剩下的人在抱錢河邊,忙了整天,才總算從河下游把那姓王之人的屍首打撈起來。
但就在養真以為,一切塵埃落定的時候,突然又生變故。
縣衙竟傳了錢家人前去,詢問他們為何會害死那王公子。
原來這王公子,是京城內貴妃娘娘家的親戚,這次上京,正是要去投奔的。
知縣本要判決那剩下的葛三郎,因聽他供認跟貴妃有親,又反口咬定是養真等害死了貴妃的親眷等,縣官自然畏懼。
可縣官又知道陸老爺是京城內十三王爺的貼身心腹,所以不敢為難養真,反而把錢仲春跟錢麗月拘押了去,把仲春跟麗月的父母吓得魂不附體,只得哭着跑來莊園求救。
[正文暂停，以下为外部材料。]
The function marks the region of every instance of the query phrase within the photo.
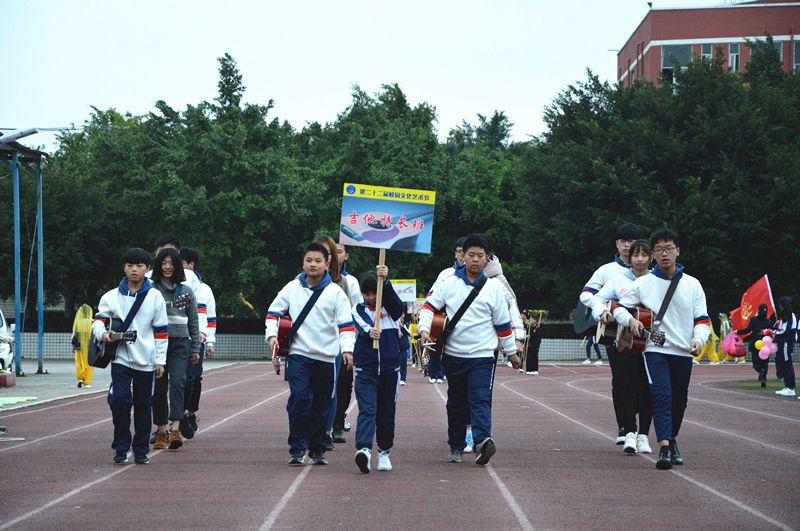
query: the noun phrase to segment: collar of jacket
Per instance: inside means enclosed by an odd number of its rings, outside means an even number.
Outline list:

陸老爺聽了不免動怒,可是他是個謹慎小心之人,之前受趙芳敬所托,只想好生照看養真,不想節外生枝,如果這樣鬧出來,只怕養真在這裏也住不久了。
于是只安撫錢家二老,一邊苦想解決法子。
誰知就在此刻,後院裏紅杏跑來,急匆匆說道:“老爺快去,姑娘先前叫人備了車,親自去縣衙了。”
陸老爺大驚失色:“快,快備馬、備車!”
養真不記得,曾經有什麽青年公子哥兒在那個可怕的雨天于莊園內留宿。
原本她還不以為意。
直到看見張王兩人意欲對錢仲春跟錢麗月不軌。
有些零碎的記憶在腦海中閃現。
比如“夢中”錢家兄妹兩人的死狀,衣衫不整面目全非,仵作閃爍的驗屍報告,縣官草率的斷案,她記得在事發後,很長一段時間內奶娘都不許她再單獨外出。
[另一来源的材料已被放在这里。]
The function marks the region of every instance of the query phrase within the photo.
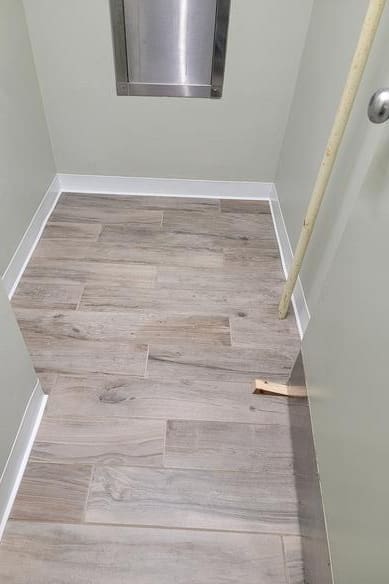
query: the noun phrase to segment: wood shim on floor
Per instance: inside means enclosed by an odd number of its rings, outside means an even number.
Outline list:
[[[271,383],[265,379],[256,379],[254,393],[256,395],[264,394],[283,395],[285,397],[307,397],[307,390],[305,387]]]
那一夜,奶娘跟陸老爺房中小丫頭以為她睡着了,便說起錢家兄妹之死,奶娘只是惋惜且後怕,小丫頭說道:“前兒京城內來了個人,跟老爺在書房內密談,好像也提到了這件事,我無意中聽見老爺說,屍首的确可疑之類的,也不知到底怎麽。”
奶娘忙問:“是嗎,你還聽見什麽了?”
小丫頭道:“後來我出來的時候,隐隐地聽那來人說,王爺會料理……我就不敢再聽了。”
那時候養真并不知道這些話裏有什麽聯系。
直到現在,才總算将前塵往事都牽在一起。
縣衙大堂上,知縣看着這主動上堂的女孩子,滿面詫異。
養真把吓壞了的錢仲春跟錢麗月擋在身後。
看着仲春臉上的傷,麗月驚慌的樣子,再想到他們在自己“夢中”的遭遇,養真本不是個狠心之人,可此刻卻只覺着那個王公子死有餘辜,甚至覺着他死的太輕易了。
葛三郎見了養真,迫不及待指着說:“就是她!就是這個小妖女害了王兄。大人,您今日一定要給我們一個公道,不然的話,京城內貴妃那邊只怕也過不去。”
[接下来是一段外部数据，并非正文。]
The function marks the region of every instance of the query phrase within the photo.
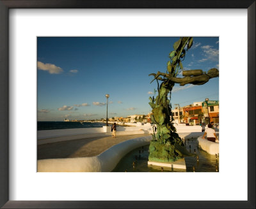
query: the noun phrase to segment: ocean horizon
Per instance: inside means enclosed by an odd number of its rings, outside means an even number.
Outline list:
[[[106,126],[104,122],[64,122],[64,121],[38,121],[37,131],[101,127]]]

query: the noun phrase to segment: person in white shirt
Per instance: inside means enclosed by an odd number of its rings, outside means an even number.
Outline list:
[[[207,140],[215,142],[217,135],[216,134],[215,130],[212,128],[212,125],[211,124],[208,124],[208,127],[205,129],[205,131],[202,138],[204,139],[206,134],[207,135]]]

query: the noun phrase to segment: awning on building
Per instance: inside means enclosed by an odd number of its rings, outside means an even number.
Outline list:
[[[197,120],[197,119],[198,119],[197,117],[193,117],[190,118],[190,120]]]

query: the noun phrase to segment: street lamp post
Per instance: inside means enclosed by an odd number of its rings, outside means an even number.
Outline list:
[[[207,107],[208,124],[209,124],[210,123],[210,117],[209,117],[208,101],[209,101],[209,98],[205,98],[206,106]]]
[[[179,118],[178,118],[178,121],[179,121],[179,123],[180,124],[180,104],[174,104],[174,105],[177,105],[177,106],[179,106],[179,113],[178,113],[178,117],[179,117]]]
[[[105,96],[107,98],[107,120],[106,120],[106,126],[108,126],[108,97],[109,97],[109,94],[106,94],[105,95]]]

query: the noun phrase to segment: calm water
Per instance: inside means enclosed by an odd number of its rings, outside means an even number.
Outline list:
[[[106,126],[102,122],[63,122],[63,121],[38,121],[37,131],[63,129],[77,129],[83,127],[100,127]]]
[[[200,149],[196,143],[196,139],[186,140],[186,147],[188,151],[195,155],[191,157],[186,157],[185,162],[186,172],[193,172],[193,166],[195,172],[216,172],[219,169],[219,157],[217,159],[215,155],[210,155],[206,152]],[[191,148],[189,149],[189,145]],[[155,166],[148,166],[149,146],[141,147],[127,154],[117,164],[113,169],[113,172],[161,172],[161,167]],[[196,160],[196,155],[198,155],[199,161]],[[135,162],[133,168],[132,163]],[[171,168],[163,167],[164,172],[184,172],[184,169],[172,169]]]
知縣因見陸老爺沒現身,只來了個女孩子,想必是個不要緊的女孩兒。
再者說,就算是十三王爺,也要敬貴妃幾分,何況只是王爺貼身伴當莊院內的小姑娘呢,自然不值一提。
兩下權衡,知縣一拍驚堂木,裝模作樣地說道:“你這女娃子,真的是你害死的人?”
養真淡淡道:“回大人,明明是這兩個禽獸想要圖謀不軌,卻不慎失足落水而死,是蒼天有眼,惡有惡報而已。”
葛三郎有恃無恐道:“胡說,我們怎麽圖謀不軌了?你不要誣告好人。”
養真冷冷地轉頭:“是我誣告好人,還是你颠倒黑白。”
葛三郎給她目光一瞥,想到當日王公子活生生消失眼前的場景,不由心頭一冷:“大人,千萬不能饒了這妖女!”
人人都知皇上最寵貴妃娘娘,知縣自然一心偏袒,當下喝道:“你這小丫頭,滿口說的什麽?小小年紀,口口聲聲‘禽獸’、‘圖謀不軌’,成何體統?且你身為女流又擅闖公堂,可見是很沒有家教,你的家長……”
“她的家長是本王。”
有個穩寧和中,猶如玉石鳴琅般動聽的聲音打斷了知縣的問話。
養真乍然聽見這把嗓音,如墜夢中。
嘩然聲過後又是一片死寂,堂外觀審的百姓們紛紛自發退避。
“若沒家教也是本王嬌縱所致,”十三王爺趙芳敬緩步越衆而出,漫不經心地說道:“知縣大人若想問罪,何不就沖着我來。”